# Basic SQL Queries
© Explore Data Science Academy

## Learning Objectives
In this tutorial, we will learn how to:
- Construct SQL queries
    - Reading database tables using the SELECT statement
    - Filtering query results using the WHERE clause
- Connect multiple tables
- How Limit query output
- Assign aliases to table and column names
- Comment SQL code

## Outline
- Preparing the SQL environment
    - Loading the database
- Writing SQL queries
    - The SELECT statement
    - The WHERE clause
    - Limiting Query output
    - Aliases
    - Comments

## Preparing the SQL environment
Before we start making SQL queries, we first need to prepare the SQL environment. Assuming you have installed the `pymysql` python package, this can be achieved using the following [magic command](https://ipython.readthedocs.io/en/stable/interactive/magics.html):

In [1]:
%load_ext sql

Now all we need to do to run SQL code in jupyter notebook cells is to prepend the cell with `%%sql` (as will be demonstrated shortly). 

### Loading the Database

In this train, we will use the **[chinook database](https://github.com/lerocha/chinook-database)** - a sample database for a digital media company that has tables for artists, albums, media tracks, invoices and customers.
The basic characteristics of Chinook include:

- 11 tables
- A variety of indexes, primary and foreign key constraints
- Over 15,000 rows of data

Here’s an [ER (Entity Relationship) diagram](https://www.lucidchart.com/pages/er-diagrams) of the chinook database:

![Chinook ERD](https://github.com/Explore-AI/Pictures/blob/master/sqlite-sample-database-color.jpg?raw=true)

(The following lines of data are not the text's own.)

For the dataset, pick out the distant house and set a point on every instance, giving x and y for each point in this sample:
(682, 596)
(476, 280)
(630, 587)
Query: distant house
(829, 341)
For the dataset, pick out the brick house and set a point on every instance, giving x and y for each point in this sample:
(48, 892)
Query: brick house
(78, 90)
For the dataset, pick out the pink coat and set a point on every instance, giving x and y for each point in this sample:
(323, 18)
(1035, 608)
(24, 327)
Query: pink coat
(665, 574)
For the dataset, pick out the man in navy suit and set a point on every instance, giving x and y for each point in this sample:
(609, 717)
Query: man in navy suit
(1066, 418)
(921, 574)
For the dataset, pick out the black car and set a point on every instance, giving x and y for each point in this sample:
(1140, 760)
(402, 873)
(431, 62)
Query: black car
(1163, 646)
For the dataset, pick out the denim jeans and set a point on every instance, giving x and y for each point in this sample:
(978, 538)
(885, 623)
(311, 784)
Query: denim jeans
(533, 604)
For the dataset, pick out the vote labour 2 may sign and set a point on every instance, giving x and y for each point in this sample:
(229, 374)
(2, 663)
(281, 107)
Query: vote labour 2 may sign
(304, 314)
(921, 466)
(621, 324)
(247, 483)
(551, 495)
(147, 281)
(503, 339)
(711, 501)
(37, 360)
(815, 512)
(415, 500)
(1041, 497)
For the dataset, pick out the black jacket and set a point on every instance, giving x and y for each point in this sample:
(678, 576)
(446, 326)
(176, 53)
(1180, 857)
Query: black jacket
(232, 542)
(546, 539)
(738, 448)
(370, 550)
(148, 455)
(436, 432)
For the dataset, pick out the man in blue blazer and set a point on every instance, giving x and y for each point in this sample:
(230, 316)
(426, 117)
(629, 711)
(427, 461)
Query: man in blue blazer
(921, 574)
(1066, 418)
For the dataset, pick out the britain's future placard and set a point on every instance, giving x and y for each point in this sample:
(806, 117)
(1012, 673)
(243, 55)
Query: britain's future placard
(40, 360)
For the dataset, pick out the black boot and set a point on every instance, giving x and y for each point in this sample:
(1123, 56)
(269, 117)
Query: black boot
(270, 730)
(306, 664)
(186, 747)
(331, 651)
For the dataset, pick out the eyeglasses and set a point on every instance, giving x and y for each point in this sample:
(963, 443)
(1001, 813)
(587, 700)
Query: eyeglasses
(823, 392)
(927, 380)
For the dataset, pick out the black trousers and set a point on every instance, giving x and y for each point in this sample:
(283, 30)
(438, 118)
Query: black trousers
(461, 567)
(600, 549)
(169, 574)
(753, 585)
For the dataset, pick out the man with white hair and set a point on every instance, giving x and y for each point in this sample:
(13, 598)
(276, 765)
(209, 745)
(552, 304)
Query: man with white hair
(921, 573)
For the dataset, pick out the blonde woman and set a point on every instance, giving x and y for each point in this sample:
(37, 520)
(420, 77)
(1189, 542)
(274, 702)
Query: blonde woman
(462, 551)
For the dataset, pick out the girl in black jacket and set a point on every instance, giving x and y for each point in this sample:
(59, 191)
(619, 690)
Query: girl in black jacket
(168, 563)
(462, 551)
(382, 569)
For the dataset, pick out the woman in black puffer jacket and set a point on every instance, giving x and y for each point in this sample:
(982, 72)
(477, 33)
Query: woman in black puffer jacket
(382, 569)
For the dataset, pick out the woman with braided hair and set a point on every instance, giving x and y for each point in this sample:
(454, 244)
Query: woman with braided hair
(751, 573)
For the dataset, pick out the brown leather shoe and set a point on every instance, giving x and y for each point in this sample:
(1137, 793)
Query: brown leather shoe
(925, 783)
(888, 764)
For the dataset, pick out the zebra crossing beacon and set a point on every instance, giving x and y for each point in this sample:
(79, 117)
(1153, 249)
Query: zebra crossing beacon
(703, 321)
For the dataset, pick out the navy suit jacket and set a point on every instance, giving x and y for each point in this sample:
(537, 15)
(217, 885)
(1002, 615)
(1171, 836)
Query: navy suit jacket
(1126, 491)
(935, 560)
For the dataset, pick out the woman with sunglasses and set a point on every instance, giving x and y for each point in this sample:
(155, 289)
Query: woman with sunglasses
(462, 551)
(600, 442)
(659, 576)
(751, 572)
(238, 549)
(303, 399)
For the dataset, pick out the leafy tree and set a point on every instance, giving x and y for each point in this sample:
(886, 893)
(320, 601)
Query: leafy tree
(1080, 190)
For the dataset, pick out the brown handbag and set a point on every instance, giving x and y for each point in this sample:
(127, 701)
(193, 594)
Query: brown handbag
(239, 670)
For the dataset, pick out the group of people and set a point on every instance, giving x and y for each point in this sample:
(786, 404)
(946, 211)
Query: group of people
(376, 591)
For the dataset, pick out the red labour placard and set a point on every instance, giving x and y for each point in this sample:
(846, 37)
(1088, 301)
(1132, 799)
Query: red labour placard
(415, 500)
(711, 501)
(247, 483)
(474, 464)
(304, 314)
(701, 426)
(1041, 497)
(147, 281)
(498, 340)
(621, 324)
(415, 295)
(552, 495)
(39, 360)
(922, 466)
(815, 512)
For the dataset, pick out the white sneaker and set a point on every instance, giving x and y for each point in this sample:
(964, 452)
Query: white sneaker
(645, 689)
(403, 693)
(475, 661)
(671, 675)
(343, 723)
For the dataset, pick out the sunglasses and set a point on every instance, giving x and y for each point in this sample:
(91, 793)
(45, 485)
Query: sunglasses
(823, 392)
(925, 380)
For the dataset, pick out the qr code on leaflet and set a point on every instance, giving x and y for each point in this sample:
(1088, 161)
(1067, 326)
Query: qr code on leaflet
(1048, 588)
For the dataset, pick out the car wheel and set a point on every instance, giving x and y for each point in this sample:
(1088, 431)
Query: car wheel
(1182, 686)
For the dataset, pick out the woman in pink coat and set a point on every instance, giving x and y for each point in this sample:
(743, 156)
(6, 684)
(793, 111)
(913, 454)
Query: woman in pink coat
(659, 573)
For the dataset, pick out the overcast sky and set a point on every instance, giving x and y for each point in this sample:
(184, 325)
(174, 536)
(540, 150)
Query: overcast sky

_[Image source](https://www.sqlitetutorial.net/sqlite-sample-database/)_

The Media related data was created using real data from an iTunes Library. Customer and employee information was created using fictitious names and addresses that can be located on Google maps, and other well formatted data (phone, fax, email, etc.). Sales information was auto generated using random data for a four year period. 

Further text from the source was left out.